MICRODOSIMETRIC MEASUREMENTS IN THE BUILDUP REGION OF VERY PURE HIGH-ENERGY PHOTON AND ELECTRON-BEAMS

A microdosimetric system, specially designed to allow measurements in both the presence and the absence of secondary charged particle equilibrium, has been used to investigate the build-up region of a clean 15 MV bremsstrahlung beam and a 21 MeV almost monoenergetic electron beam. The use of quasi-broad-beam conditions with a split tissue-equivalent phantom and a wall-less chamber surrounded by a low-pressure tissue-equivalent gas minimizes the fluence perturbation caused by the detector. Along with microdosimetric beam quality data, ordinary dosimetric information can be obtained, together allowing estimation of the properties of the beam with regard to radiation response in tissue. By applying an inversion algorithm on the measured microdosimetric distributions to correct for plural events, it is shown that already at a probability of coinciding pulses as low as 1% the dose mean value of the single-event distributions increases by 3%. The dose mean lineal energy for the pure bremsstrahlung beam is strongly affected by both photon contamination and in-phantom scattering, thus being 55% higher close to the surface than near the dose maximum. The corresponding values for the electron beam increase slowly with depth in the build-up region due to the influence of multiple scattering and production of secondary electrons.

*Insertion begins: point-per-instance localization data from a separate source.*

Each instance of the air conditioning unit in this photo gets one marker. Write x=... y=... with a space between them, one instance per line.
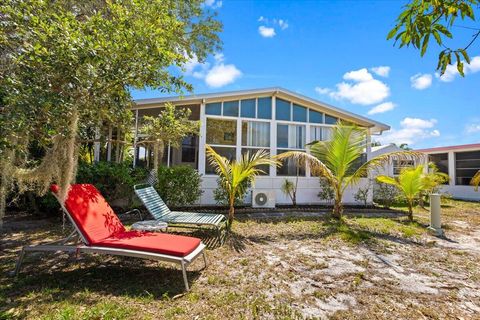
x=263 y=199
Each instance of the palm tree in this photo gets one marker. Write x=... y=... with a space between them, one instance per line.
x=476 y=180
x=339 y=160
x=233 y=174
x=410 y=182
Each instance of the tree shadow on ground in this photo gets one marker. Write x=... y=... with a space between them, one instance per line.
x=65 y=278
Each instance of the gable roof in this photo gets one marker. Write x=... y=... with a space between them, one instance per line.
x=375 y=126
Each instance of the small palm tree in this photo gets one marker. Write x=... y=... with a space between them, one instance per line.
x=476 y=180
x=233 y=174
x=410 y=182
x=339 y=160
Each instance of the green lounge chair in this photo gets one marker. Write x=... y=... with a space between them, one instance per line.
x=159 y=211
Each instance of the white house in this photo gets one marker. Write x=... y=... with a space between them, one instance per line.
x=274 y=119
x=460 y=162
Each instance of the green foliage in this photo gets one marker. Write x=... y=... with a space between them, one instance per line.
x=235 y=175
x=70 y=65
x=114 y=180
x=385 y=194
x=339 y=160
x=476 y=180
x=362 y=194
x=170 y=127
x=326 y=192
x=410 y=183
x=290 y=189
x=179 y=185
x=422 y=21
x=221 y=196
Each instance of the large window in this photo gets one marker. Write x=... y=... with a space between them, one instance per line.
x=290 y=167
x=255 y=134
x=466 y=165
x=283 y=111
x=440 y=160
x=222 y=132
x=320 y=133
x=290 y=136
x=399 y=165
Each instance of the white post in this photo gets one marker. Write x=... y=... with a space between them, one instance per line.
x=135 y=140
x=435 y=215
x=451 y=168
x=202 y=139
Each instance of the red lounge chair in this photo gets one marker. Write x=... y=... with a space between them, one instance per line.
x=98 y=230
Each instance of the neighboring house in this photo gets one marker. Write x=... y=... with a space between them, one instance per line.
x=236 y=122
x=460 y=162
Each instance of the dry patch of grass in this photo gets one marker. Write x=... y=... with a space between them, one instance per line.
x=364 y=267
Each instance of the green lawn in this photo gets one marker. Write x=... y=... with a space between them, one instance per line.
x=287 y=269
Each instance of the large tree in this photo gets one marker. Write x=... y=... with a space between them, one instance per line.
x=424 y=20
x=68 y=62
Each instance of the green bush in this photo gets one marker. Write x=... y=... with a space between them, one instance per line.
x=114 y=180
x=385 y=194
x=179 y=185
x=221 y=196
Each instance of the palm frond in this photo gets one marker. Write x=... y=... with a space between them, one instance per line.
x=317 y=167
x=379 y=162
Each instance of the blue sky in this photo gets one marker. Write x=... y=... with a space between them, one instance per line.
x=331 y=51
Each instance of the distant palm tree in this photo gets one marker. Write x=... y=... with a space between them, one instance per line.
x=339 y=160
x=410 y=182
x=476 y=180
x=233 y=174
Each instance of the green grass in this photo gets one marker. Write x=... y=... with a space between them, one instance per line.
x=240 y=283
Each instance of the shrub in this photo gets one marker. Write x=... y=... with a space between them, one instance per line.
x=384 y=194
x=179 y=185
x=326 y=192
x=362 y=194
x=221 y=196
x=114 y=180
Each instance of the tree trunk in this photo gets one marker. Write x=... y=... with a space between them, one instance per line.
x=157 y=154
x=410 y=211
x=231 y=213
x=338 y=206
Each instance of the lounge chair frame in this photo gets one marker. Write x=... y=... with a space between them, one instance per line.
x=187 y=223
x=81 y=246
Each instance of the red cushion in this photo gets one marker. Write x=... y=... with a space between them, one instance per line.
x=91 y=213
x=168 y=244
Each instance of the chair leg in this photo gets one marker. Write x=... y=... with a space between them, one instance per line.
x=185 y=280
x=21 y=255
x=204 y=258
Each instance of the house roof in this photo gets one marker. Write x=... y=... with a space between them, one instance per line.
x=375 y=126
x=449 y=148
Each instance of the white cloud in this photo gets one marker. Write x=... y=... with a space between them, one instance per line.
x=266 y=32
x=321 y=90
x=358 y=75
x=421 y=81
x=451 y=72
x=282 y=24
x=472 y=128
x=411 y=131
x=381 y=108
x=221 y=75
x=382 y=71
x=214 y=4
x=362 y=89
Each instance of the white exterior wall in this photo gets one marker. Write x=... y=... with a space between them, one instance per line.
x=308 y=188
x=457 y=191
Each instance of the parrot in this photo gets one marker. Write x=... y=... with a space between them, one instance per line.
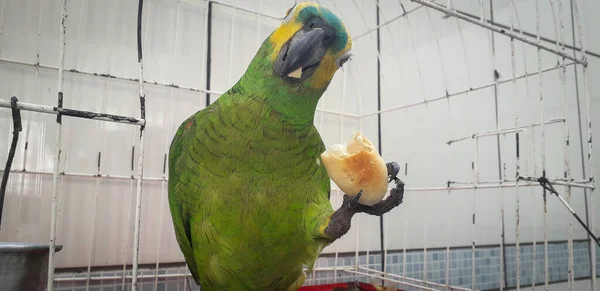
x=248 y=195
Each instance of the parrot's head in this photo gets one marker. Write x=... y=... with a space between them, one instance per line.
x=309 y=46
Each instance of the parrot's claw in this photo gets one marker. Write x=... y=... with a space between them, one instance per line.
x=339 y=222
x=351 y=203
x=396 y=197
x=393 y=170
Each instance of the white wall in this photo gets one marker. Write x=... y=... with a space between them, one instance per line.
x=423 y=56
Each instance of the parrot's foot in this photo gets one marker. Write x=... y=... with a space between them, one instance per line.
x=339 y=222
x=393 y=170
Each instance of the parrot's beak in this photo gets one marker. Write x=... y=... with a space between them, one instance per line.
x=300 y=56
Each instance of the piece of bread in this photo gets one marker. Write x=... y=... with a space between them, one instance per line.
x=356 y=165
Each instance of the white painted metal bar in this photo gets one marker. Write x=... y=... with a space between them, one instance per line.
x=162 y=276
x=2 y=13
x=489 y=85
x=117 y=77
x=517 y=158
x=166 y=148
x=74 y=71
x=504 y=131
x=28 y=127
x=57 y=150
x=92 y=243
x=142 y=95
x=543 y=141
x=491 y=27
x=475 y=169
x=245 y=9
x=74 y=113
x=590 y=158
x=412 y=41
x=567 y=153
x=231 y=41
x=424 y=282
x=386 y=23
x=533 y=213
x=389 y=280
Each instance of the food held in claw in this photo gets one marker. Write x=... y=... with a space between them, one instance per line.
x=356 y=165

Microdosimetric distributions in tissue are obtained from the distributions measured in gas by applying a correction for the density effect. The dose mean value of the lineal energy in a tissue-equivalent material is 2-3% lower than the corresponding value in tissue-equivalent gas. Multiple-event distributions in tissue, calculated for the bremsstrahlung beam at doses common in daily fractionated treatments, show that the biological response at very shallow depths is mainly affected by the microdosimetric variance which is much larger than both the macrodosimetric and biological variances. For electron beams the influence of the microdosimetric variance is negligible.